Leak Reveals the New York Times Experimented With Using AI to Write Headlines

The New York Times is suing OpenAI and Microsoft for copyright infringement, arguing that the AI companies unlawfully scraped protected work to train the generative AI models that would eventually be used to build a competing product. New reporting from The Intercept, however, reveals that the NYT has meanwhile experimented with applying OpenAI’s AI tools in the newsroom.

According to the Intercept — which is also suing OpenAI and Microsoft over copyright infringement — the NYT’s OpenAI experimentation was revealed last month after a massive chunk of the NYT‘s GitHub data was anonymously leaked on 4Chan. (As the Intercept notes, the NYT confirmed to BleepingComputer that the leak was legitimate.)

Within this massive breach — over three million files were stolen across 6,000 GitHub repositories — the Intercept uncovered more than one AI project, including one dubbed “OpenAI Styleguide.” In that effort, the newspaper explored ways to use OpenAI’s DaVinci to perform tasks like generating headlines and applying the paper’s style guide to a story. Elsewhere, a separate, self-started effort from a staffer during the paper’s “Maker Week” utilized OpenAI’s ChatGPT to draft headlines as well.

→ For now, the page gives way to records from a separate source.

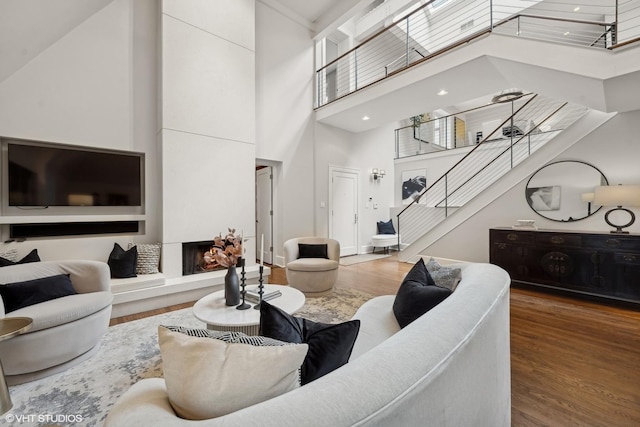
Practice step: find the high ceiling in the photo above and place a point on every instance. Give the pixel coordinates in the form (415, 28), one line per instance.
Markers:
(311, 10)
(28, 27)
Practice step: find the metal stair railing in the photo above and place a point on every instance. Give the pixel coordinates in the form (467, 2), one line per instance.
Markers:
(534, 122)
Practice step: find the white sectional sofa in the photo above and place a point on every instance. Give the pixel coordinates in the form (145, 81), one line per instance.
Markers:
(450, 367)
(66, 330)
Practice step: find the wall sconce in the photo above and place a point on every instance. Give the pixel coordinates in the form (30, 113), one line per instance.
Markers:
(618, 196)
(588, 197)
(377, 173)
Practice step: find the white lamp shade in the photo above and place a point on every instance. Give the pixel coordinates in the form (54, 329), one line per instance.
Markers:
(588, 197)
(617, 195)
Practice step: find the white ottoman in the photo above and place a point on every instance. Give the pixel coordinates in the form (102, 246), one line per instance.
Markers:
(384, 241)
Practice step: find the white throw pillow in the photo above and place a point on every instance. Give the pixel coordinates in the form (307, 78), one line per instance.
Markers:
(445, 277)
(208, 378)
(148, 257)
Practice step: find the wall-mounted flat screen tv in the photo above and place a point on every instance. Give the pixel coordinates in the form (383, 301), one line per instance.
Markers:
(43, 175)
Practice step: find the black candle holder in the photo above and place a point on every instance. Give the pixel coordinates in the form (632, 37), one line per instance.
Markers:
(260, 289)
(243, 292)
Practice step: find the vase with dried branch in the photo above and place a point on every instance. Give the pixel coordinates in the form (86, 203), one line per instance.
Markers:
(226, 252)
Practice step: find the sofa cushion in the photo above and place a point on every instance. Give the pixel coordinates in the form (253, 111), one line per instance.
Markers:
(330, 345)
(64, 310)
(386, 227)
(208, 378)
(23, 294)
(306, 250)
(123, 263)
(312, 264)
(417, 295)
(30, 257)
(445, 277)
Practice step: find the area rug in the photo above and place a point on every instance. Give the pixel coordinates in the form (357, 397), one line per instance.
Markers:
(357, 259)
(83, 395)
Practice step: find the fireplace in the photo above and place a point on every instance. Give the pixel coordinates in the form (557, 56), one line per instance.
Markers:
(193, 259)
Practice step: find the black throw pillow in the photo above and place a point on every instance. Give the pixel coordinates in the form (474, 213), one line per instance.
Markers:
(386, 227)
(123, 263)
(30, 257)
(330, 345)
(313, 251)
(22, 294)
(417, 294)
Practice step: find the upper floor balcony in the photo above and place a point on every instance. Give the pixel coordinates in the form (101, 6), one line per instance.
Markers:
(428, 30)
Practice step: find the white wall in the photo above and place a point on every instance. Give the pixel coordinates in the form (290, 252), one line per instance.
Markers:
(207, 124)
(95, 86)
(363, 151)
(284, 120)
(613, 149)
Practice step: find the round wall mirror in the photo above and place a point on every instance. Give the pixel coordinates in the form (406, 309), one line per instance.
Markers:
(563, 191)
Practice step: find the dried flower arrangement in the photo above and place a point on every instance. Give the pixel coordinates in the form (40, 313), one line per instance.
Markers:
(225, 252)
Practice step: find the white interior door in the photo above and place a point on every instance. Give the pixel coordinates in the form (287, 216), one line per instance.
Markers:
(264, 213)
(343, 220)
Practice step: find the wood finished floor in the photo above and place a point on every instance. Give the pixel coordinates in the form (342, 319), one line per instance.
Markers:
(573, 362)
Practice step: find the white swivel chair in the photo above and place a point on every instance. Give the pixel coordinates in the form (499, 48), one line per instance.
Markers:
(313, 274)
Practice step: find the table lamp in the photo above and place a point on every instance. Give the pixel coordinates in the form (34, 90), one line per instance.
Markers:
(588, 197)
(618, 196)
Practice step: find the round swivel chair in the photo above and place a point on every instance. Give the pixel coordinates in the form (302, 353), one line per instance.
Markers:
(312, 273)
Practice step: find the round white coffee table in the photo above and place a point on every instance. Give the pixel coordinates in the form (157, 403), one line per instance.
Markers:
(218, 316)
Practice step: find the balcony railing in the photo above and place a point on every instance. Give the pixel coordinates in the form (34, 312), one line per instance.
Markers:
(437, 27)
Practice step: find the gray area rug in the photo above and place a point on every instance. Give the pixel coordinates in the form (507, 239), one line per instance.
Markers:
(83, 395)
(357, 259)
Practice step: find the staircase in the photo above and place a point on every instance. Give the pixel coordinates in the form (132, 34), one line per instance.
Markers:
(535, 122)
(489, 171)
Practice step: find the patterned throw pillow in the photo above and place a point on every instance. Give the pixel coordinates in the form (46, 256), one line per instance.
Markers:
(30, 257)
(10, 254)
(228, 337)
(208, 378)
(445, 277)
(417, 294)
(148, 257)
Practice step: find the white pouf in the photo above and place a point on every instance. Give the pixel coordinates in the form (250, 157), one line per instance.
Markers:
(384, 241)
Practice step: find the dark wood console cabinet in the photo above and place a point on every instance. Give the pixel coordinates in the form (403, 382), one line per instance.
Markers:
(597, 264)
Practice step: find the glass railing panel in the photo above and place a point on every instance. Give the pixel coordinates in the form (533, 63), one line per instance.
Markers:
(628, 27)
(579, 33)
(536, 121)
(431, 30)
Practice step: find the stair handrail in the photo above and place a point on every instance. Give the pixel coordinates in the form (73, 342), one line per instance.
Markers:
(464, 158)
(510, 148)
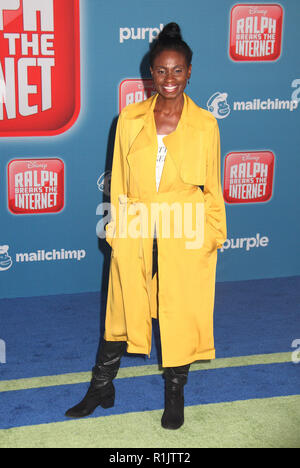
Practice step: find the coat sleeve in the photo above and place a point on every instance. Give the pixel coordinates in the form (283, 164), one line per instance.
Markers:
(213, 196)
(118, 182)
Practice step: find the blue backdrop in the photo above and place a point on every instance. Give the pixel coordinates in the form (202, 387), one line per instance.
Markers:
(254, 96)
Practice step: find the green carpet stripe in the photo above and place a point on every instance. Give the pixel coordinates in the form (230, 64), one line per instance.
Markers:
(139, 371)
(259, 423)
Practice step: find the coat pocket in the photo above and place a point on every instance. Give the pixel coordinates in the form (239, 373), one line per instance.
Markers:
(110, 236)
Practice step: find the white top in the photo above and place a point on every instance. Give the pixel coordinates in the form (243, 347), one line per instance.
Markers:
(160, 160)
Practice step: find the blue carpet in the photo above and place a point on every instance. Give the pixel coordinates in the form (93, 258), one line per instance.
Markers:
(43, 405)
(59, 334)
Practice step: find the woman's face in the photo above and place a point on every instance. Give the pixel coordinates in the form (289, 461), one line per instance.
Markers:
(170, 74)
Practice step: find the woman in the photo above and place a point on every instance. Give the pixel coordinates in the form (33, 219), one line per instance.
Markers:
(168, 220)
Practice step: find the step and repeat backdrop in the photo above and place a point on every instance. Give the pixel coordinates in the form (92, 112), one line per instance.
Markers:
(68, 67)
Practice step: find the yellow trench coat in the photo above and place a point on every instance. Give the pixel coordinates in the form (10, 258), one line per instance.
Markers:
(181, 296)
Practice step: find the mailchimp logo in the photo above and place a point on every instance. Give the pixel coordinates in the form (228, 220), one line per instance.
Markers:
(256, 32)
(39, 66)
(5, 260)
(218, 105)
(135, 90)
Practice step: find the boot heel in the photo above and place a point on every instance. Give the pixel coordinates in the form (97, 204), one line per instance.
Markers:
(108, 402)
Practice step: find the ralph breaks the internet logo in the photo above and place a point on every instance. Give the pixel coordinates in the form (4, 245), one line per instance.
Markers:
(39, 67)
(256, 32)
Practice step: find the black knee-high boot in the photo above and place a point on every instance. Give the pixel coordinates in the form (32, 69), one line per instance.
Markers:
(101, 391)
(175, 380)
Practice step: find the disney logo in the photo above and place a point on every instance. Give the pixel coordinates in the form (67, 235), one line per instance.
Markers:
(248, 157)
(32, 165)
(255, 11)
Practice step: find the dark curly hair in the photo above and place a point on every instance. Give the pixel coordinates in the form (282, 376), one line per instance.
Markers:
(170, 39)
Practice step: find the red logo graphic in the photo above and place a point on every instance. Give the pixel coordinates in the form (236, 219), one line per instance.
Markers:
(35, 186)
(256, 32)
(131, 91)
(248, 177)
(39, 67)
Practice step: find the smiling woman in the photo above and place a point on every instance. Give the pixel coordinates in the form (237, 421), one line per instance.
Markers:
(167, 154)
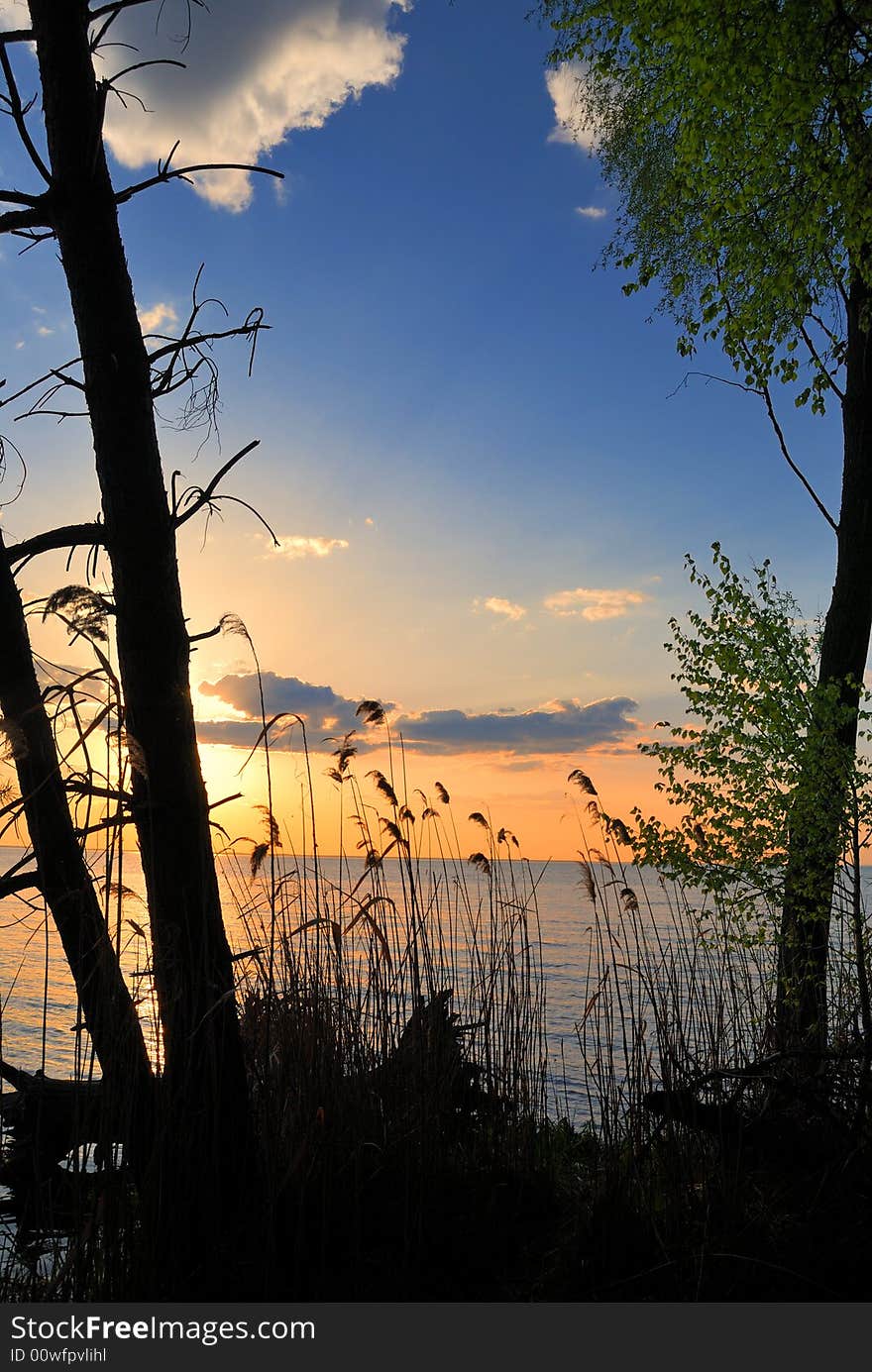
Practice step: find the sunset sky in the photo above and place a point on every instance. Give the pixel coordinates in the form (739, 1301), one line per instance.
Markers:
(477, 455)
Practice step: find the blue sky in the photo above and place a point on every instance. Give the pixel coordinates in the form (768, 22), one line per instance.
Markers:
(451, 395)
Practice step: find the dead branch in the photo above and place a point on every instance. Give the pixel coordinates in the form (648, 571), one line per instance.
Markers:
(205, 495)
(70, 535)
(164, 175)
(21, 881)
(18, 113)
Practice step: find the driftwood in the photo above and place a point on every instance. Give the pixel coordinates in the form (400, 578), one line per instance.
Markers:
(47, 1118)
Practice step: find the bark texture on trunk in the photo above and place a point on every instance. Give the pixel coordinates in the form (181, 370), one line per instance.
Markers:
(818, 822)
(64, 880)
(203, 1093)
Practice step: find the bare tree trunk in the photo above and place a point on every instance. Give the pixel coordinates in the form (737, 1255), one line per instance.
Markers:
(63, 876)
(818, 822)
(206, 1143)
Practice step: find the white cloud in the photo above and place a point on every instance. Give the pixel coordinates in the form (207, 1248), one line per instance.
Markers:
(565, 86)
(157, 316)
(501, 606)
(295, 545)
(255, 74)
(594, 604)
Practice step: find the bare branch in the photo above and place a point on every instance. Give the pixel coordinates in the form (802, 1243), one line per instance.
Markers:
(70, 535)
(185, 173)
(18, 198)
(57, 372)
(797, 473)
(202, 497)
(138, 66)
(22, 221)
(15, 36)
(18, 116)
(22, 881)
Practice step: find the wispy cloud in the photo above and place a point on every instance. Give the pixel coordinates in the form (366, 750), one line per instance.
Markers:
(294, 546)
(157, 316)
(566, 89)
(505, 609)
(252, 80)
(561, 726)
(594, 604)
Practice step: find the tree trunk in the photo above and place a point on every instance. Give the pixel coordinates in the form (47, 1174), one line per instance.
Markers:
(206, 1142)
(821, 802)
(63, 876)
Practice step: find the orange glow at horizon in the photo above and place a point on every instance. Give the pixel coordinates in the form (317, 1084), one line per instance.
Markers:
(530, 797)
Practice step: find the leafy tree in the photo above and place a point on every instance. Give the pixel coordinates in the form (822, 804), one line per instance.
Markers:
(737, 138)
(744, 666)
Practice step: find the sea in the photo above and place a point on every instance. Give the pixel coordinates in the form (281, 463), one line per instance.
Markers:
(636, 962)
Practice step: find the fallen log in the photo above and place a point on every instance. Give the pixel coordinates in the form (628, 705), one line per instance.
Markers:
(47, 1118)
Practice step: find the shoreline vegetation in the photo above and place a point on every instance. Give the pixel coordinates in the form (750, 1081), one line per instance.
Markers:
(393, 1033)
(352, 1107)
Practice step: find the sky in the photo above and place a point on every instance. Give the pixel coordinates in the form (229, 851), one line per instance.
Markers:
(483, 463)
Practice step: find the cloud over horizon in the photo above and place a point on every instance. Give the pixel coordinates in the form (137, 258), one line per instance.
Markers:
(561, 726)
(500, 606)
(252, 78)
(295, 545)
(565, 86)
(594, 604)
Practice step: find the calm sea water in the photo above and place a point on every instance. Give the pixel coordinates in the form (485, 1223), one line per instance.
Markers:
(39, 1008)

Which, right now, are tasks that are still generally performed by human journalists.

Another project, this one unfinished, was intended to automatically generate “counterpoints” to opinion articles — a section of the NYT that’s often been the source of drama at the newspaper in recent years.

As the report notes, nowhere on the NYT’s Research and Development page — where it discusses two dozen use cases for AI and machine learning within its reporting efforts — does it list editorial applications like headline generation and style editing. And in response to the Intercept’s reporting, a spokesperson for the NYT said the “OpenAI Styleguide” effort “was a very early experiment by our engineering team designed to understand generative AI and its potential use cases.”

“In this case, the experiment was not taken beyond testing, and was not used by the newsroom,” the spokesperson added. “We continue to experiment with potential applications of AI for the benefit of our journalists and audience.”

It’s true that the effort seems a bit slipshod: according to the Intercept‘s reporting, the code instructs OpenAI’s chatbot that it is a “headline writter [sic] for The New York Times.”

It’s worth pointing out that the NYT has generally been up-front about its experimentation with AI, and even brought on its first-ever Director of AI Initiatives last year. And before it ultimately decided to sue OpenAI, the paper, like many other publishers, had actually been in discussions to license its vast library to the AI company. Clearly, though, those talks ultimately crumbled, and the newspaper is now asking OpenAI and Microsoft to compensate it for its web-scraped labor to the tune of billions.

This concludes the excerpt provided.